PHILADELPHIA

Chad Gerth & Lydia Jenkins Musco

Feb 4 - 27, 2011

Opening Reception: Fri, Feb 4, 6 – 10 pm

PHILADELPHIA- Tiger Strikes Asteroid is pleased to announce the opening of its February exhibition, a two person show featuring the work of Chad Gerth and Lydia Jenkins Musco.

Chad Gerth, a photographer, will be showing work from his Empty Lots series. This series of various sized photographs depicts empty lots, or Urban Prairies, as they are referred to, from 40 to 80 feet above and photographed straight on. Gerth states about these photographs, “From this perspective we see traces of past purposes and patterns of use that are not visible from the ground. This reveals not only the human past, but also nature’s strategies for reclaiming the land. While every major city has these areas, Chicago’s particular flatness, rectilinearity, and fabled skyline lend a revelatory aspect to this process. They are a shortcut to both the pre-urban past and a post-human future.”

Lydia Jenkins Musco, a sculptor, makes large concrete works with accumulated layers and undulating lines and curves. These sculptures, as is the case with Gerth’s photographs, reference both what is urban and what is rural. In her statement Musco notes, “Although my work is influenced by urban spaces and environments, it is equally fed by a connection to the rural, wooded landscapes I explored while growing up. Along with ideas of architecture and constructed space, certain fundamental elements of nature have remained within my visual and object-making vocabulary, such as sedimentary layers and the work of gravity and time.
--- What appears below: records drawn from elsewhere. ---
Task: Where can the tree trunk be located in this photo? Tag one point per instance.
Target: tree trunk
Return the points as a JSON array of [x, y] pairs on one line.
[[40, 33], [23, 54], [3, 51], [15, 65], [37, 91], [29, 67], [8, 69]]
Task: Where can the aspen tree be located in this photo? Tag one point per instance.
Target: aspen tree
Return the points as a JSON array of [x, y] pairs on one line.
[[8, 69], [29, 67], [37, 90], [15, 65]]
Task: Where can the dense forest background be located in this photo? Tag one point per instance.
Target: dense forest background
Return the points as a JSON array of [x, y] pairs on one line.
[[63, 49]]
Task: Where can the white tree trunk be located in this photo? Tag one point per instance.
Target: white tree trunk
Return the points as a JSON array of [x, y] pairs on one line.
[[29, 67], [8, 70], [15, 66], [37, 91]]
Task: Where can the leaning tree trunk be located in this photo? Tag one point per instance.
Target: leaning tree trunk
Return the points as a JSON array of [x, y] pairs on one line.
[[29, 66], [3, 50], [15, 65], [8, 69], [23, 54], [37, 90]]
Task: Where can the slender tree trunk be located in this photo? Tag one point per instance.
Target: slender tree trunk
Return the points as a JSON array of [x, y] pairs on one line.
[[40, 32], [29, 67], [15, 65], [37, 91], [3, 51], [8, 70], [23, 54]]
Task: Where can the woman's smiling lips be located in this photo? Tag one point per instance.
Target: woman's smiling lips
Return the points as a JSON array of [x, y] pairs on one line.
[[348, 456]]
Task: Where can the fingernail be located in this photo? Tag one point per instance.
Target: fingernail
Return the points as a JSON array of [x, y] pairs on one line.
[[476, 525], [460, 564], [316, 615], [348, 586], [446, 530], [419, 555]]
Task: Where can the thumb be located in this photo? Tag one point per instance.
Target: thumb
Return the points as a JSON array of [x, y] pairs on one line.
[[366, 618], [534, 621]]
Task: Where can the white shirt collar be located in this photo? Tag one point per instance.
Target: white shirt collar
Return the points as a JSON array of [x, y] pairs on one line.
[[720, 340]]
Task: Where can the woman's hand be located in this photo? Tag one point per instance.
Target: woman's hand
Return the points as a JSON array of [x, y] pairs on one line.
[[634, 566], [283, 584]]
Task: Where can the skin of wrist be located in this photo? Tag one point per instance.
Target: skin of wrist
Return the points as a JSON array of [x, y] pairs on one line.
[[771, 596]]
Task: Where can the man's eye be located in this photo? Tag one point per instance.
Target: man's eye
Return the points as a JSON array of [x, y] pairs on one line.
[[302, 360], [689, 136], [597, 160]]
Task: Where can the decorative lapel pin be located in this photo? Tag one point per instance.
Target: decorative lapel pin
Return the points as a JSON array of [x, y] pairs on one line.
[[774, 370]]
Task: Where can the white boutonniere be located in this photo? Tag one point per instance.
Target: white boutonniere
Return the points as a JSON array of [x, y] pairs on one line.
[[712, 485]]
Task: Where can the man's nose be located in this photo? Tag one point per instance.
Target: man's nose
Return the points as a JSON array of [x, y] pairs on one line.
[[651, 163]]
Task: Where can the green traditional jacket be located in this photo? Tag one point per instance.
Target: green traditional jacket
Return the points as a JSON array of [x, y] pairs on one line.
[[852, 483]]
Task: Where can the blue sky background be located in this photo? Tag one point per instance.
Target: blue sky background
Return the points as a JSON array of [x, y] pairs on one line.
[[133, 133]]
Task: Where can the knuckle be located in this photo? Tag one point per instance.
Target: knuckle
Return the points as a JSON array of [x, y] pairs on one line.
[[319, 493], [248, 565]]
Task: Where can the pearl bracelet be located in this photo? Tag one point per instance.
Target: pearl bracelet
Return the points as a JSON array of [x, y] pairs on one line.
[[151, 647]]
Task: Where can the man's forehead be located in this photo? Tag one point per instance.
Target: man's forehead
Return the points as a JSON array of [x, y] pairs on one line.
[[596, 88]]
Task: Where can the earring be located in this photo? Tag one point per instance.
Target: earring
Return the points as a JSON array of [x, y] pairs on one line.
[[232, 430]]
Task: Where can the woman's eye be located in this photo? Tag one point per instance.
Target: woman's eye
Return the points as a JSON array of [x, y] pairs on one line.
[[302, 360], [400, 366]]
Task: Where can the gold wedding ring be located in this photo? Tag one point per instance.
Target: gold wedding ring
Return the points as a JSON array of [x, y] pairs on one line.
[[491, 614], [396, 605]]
Chad Gerth received his BFA from Ryerson University and his MFA from the School of the Art Institute of Chicago. He has shown his work at Corkin Gallery in Toronto, Ontario, Canada, the Zhou B Art Center in Chicago, Illinois and Plane Space Gallery in New York City among numerous other venues.

Lydia Jenkins Musco holds a BA from Bennington College and an MFA from Boston University. Recent exhibitions include a solo show at Davidson College in North Carolina and a group exhibition, “Reunited” at Denise Bibro Fine Art in New York City. In addition she has received grants from the Pollock-Krasner Foundation and the Joan Mitchell Foundation.